The money question: Which loan to choose for a holiday

A foreign holiday has been on the cards for the Kumars for some time. The Kumars are a double-income-single-kid family, and have modest savings and investments.

A foreign holiday has been on the cards for the Kumars for some time. The Kumars are a double-income-single-kid family, and have modest savings and investments. They don’t want to redeem any investment for the holiday and think a loan is a better idea. They have three options: A credit card, personal loan, or an EMI-based repayment option from a travel agent. Which one should they pick?

The Kumars should avoid using a credit card for a large expense that they are likely to cover only over a period. If it is only for convenience and their regular income is adequate to repay the credit card balance without rolling the balance over, the credit card could be used. If the expense on the trip is likely to be higher than regular savings that they manage every month, using a credit card would be extremely expensive.

Taking a personal loan from a bank, which can be repaid through EMIs, is a better option as the interest on this type of loan is lower than that on a credit card. Banks do not require elaborate documentation or assets for a personal loan, nor do they insist on knowing the end use of funds. The loan from the tour operator is likely to have a higher interest than the bank loan because the operator would only re-lend funds from banks and finance companies. The Kumars should compare both before making a choice.

Several times, loans from tour operators and finance companies, though expensive, turn out to be convenient and fast. If they can plan and get a personal loan pre-sanctioned, they can enjoy a better rate and convenience.
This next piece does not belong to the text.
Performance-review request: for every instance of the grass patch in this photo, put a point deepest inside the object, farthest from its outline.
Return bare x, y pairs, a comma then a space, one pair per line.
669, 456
As a rule, unsecured loans that do not create an asset but result in spending, are more expensive than loans for acquiring an asset. The Kumars need not liquidate their investments, but can explore the possibility of taking a loan against their assets at a finer rate.

They can take a loan against their deposits or securities with their bank to fund their holiday. The investment would be intact and the loan could be repaid in instalments. The Kumars should speak to their bank to explore this option before choosing an unsecured loan.